The desired location accuracy is “very demanding” due to the dense development and a railway underpass, says Zankl. The researchers found a lateral deviation of 0.5 m with 95% reliability in rural areas, with less than 2 m and 95% reliability in built-up areas.
Active detection via ITS-G5
Equipping bicycles with V2X technology enables automated vehicles to have active detection via ITS-G5 in addition to passive detection via environment sensors.
“Bikes like this are not yet available on the market, but a proof-of-concept prototype was tested in the project,” says Louis P. Huard, CEO of Boréal Bikes.
“Our camera-based AI detection system for detecting and classifying motor vehicles and pedestrians has been expanded and optimized for the detection of cyclists,” says Alexander Paier from Kapsch TrafficCom.
“In addition, the draft of the message format Collective Perception Message for the transmission of information from detected road users was successfully tested for V2X communication.”
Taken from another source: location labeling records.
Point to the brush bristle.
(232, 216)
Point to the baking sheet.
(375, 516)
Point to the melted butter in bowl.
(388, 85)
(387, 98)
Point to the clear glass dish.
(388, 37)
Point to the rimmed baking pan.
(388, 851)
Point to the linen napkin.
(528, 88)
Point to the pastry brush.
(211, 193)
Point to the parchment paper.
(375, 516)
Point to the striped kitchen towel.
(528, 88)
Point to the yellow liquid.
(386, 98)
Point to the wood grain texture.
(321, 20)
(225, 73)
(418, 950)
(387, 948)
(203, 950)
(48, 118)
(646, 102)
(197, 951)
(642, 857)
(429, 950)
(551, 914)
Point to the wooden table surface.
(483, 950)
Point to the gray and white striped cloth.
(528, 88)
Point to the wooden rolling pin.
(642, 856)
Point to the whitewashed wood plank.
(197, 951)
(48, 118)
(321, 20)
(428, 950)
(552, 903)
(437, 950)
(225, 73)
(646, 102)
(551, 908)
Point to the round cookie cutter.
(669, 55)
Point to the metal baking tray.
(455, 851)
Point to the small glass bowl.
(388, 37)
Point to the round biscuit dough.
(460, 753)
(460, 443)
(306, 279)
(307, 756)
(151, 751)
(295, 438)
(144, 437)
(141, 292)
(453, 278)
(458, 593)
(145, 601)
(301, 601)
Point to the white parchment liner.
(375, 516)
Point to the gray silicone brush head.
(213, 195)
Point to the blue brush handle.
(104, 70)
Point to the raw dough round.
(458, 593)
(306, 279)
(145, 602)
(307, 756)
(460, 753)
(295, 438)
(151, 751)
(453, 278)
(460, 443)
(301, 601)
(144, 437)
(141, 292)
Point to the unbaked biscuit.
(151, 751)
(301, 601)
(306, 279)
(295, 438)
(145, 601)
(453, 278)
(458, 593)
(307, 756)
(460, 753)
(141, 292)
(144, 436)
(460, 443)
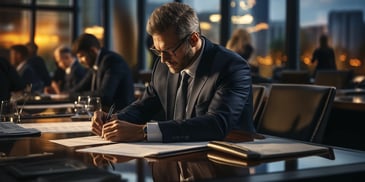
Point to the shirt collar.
(191, 70)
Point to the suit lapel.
(173, 80)
(201, 77)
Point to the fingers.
(97, 122)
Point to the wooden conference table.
(347, 164)
(345, 124)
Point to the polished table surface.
(346, 164)
(346, 121)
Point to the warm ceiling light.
(95, 30)
(215, 18)
(205, 26)
(245, 19)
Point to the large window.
(343, 22)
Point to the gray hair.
(174, 14)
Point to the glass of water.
(9, 112)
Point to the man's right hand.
(98, 121)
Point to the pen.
(111, 110)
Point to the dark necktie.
(181, 97)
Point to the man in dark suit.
(109, 76)
(219, 96)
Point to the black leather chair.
(295, 76)
(340, 79)
(297, 111)
(259, 94)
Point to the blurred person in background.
(109, 75)
(73, 71)
(19, 59)
(38, 63)
(324, 55)
(10, 80)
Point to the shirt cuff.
(153, 132)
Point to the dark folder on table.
(269, 148)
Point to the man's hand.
(97, 122)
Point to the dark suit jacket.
(221, 98)
(77, 74)
(114, 82)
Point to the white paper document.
(60, 127)
(12, 129)
(145, 149)
(81, 141)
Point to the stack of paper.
(10, 129)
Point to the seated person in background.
(240, 42)
(219, 91)
(10, 80)
(109, 76)
(58, 80)
(19, 59)
(74, 71)
(38, 64)
(324, 56)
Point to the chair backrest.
(295, 76)
(259, 93)
(338, 78)
(297, 111)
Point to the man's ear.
(194, 38)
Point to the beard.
(184, 62)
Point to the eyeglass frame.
(160, 52)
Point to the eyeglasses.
(168, 51)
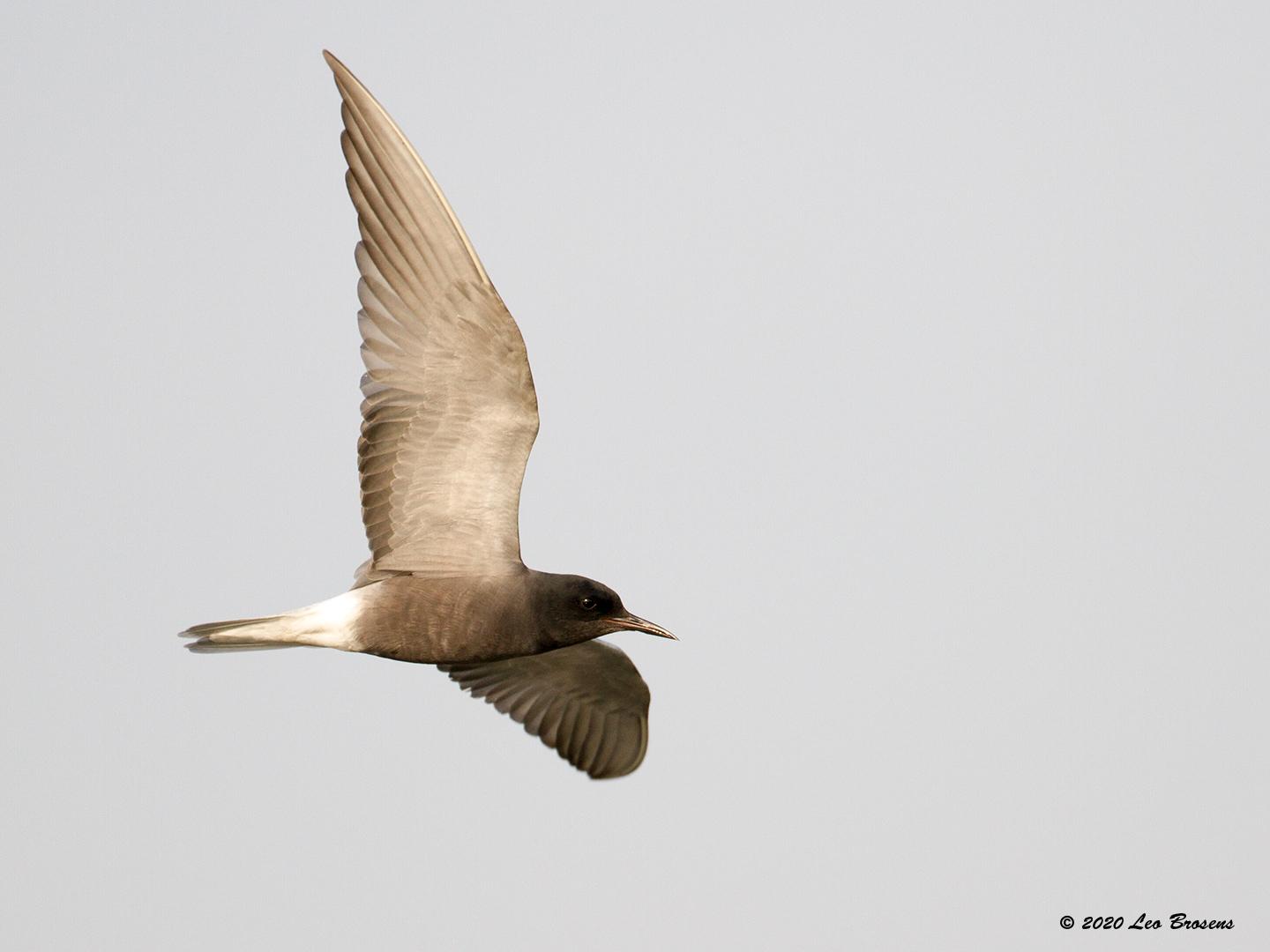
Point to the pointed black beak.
(630, 622)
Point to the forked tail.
(239, 635)
(325, 625)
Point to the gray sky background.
(908, 361)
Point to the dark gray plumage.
(449, 419)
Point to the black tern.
(449, 418)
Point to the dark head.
(577, 609)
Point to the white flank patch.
(329, 623)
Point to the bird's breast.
(437, 621)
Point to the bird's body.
(449, 419)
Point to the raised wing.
(587, 701)
(450, 413)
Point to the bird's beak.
(630, 622)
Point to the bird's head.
(578, 609)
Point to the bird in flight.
(449, 418)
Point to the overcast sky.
(909, 362)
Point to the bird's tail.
(239, 635)
(324, 625)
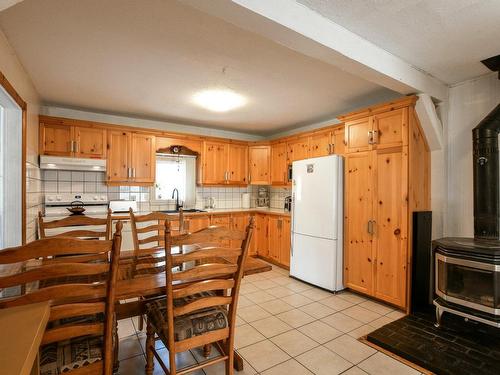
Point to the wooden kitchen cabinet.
(237, 164)
(274, 237)
(358, 134)
(224, 163)
(72, 141)
(261, 234)
(259, 160)
(298, 149)
(338, 141)
(286, 241)
(320, 144)
(196, 223)
(215, 163)
(279, 239)
(279, 164)
(131, 158)
(386, 180)
(56, 140)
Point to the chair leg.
(150, 344)
(141, 322)
(230, 361)
(207, 350)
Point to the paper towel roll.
(245, 200)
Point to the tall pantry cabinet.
(387, 168)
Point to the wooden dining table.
(133, 293)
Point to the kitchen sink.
(186, 210)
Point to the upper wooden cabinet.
(298, 149)
(320, 144)
(166, 142)
(237, 164)
(279, 164)
(387, 179)
(380, 130)
(131, 158)
(338, 141)
(224, 163)
(72, 141)
(259, 160)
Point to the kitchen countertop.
(215, 211)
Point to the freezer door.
(317, 261)
(315, 191)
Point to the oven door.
(468, 283)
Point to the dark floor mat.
(457, 347)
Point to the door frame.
(4, 82)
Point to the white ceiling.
(446, 38)
(147, 58)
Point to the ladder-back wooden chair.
(79, 336)
(103, 230)
(199, 308)
(148, 235)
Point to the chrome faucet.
(177, 204)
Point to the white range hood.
(72, 164)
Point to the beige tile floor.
(286, 327)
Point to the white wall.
(469, 103)
(15, 74)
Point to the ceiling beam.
(4, 4)
(299, 28)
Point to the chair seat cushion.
(189, 325)
(62, 357)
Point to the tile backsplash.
(94, 182)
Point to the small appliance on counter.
(122, 206)
(245, 200)
(65, 204)
(262, 197)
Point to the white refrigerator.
(317, 221)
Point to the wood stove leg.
(439, 315)
(238, 362)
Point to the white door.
(315, 261)
(315, 192)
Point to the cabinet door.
(259, 160)
(278, 164)
(359, 196)
(391, 128)
(298, 149)
(274, 238)
(118, 156)
(239, 222)
(214, 163)
(163, 143)
(56, 140)
(90, 142)
(143, 161)
(338, 141)
(390, 240)
(285, 241)
(320, 144)
(196, 223)
(357, 134)
(262, 228)
(237, 165)
(223, 221)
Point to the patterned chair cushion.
(62, 357)
(189, 325)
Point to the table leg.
(116, 362)
(238, 362)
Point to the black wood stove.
(467, 270)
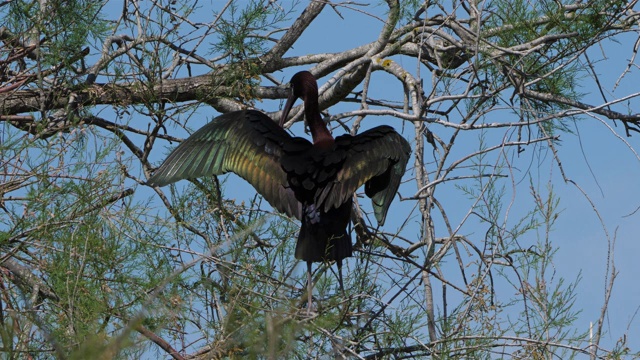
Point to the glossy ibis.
(314, 183)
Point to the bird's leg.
(309, 288)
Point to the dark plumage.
(314, 183)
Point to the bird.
(313, 182)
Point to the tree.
(95, 262)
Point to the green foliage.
(60, 31)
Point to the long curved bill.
(287, 107)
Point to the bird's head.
(303, 85)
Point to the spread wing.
(376, 158)
(247, 143)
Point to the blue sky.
(593, 157)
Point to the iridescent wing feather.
(247, 143)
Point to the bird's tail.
(323, 236)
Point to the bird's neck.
(319, 132)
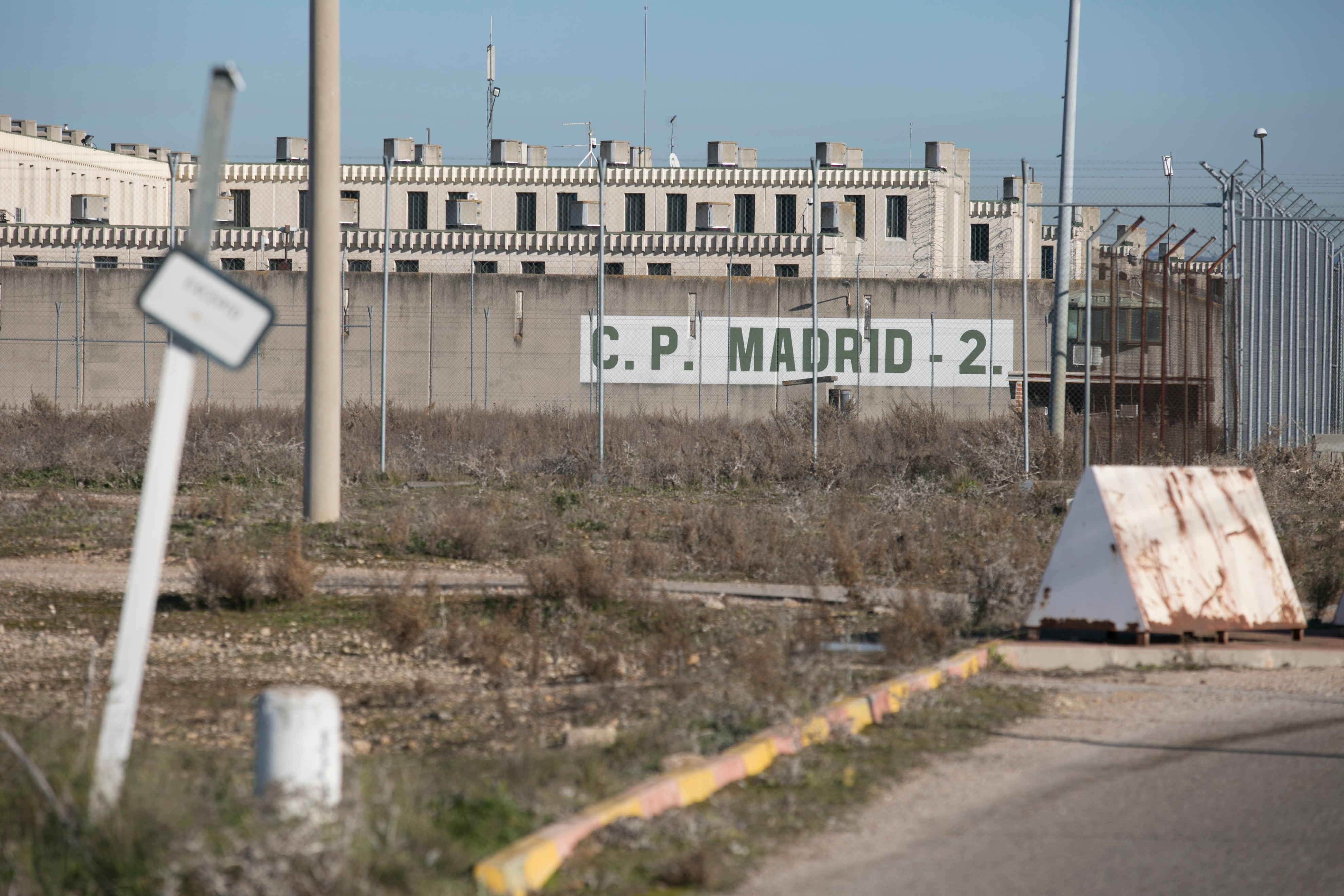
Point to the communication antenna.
(592, 143)
(492, 93)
“For a reliable movement prediction, the visual determination of body posture and the recognition of hand signals are particularly important,” says Martin Fletzer from AIT – Austrian Institute of Technology.
Various warning modes – acoustic, optical and tactile warning signals – were designed and tested with the help of a navigation app on the smartphone, vibration on the handlebars and acoustic signals in the helmet. “Especially in situations where a vehicle is approaching from behind, the cyclists found acoustic warnings to be particularly helpful,” says Zankl.
Although the tests have been successful, further development is needed, she points out. “In summary, we can confirm that collision risks can be detected cooperatively with the chosen approach. However, the connection of different data sources and the processing of the large amounts of data was still very time-consuming.”
The Road Safety Council (KFV) checked whether the cooperatively recognized situations were actually dangerous for cyclists and whether they were effectively warned of a danger. “In the field test, we managed to generate a good selection of typical dangerous situations for cyclists. In 27 of the 30 trips, a warning of an actually dangerous situation for cyclists was sent to the road users involved,” confirms Hatun Atasayar, safety expert at KFV.
The research was funded by the Federal Ministry for Climate Protection, Environment, Energy, Mobility, Innovation and Technology.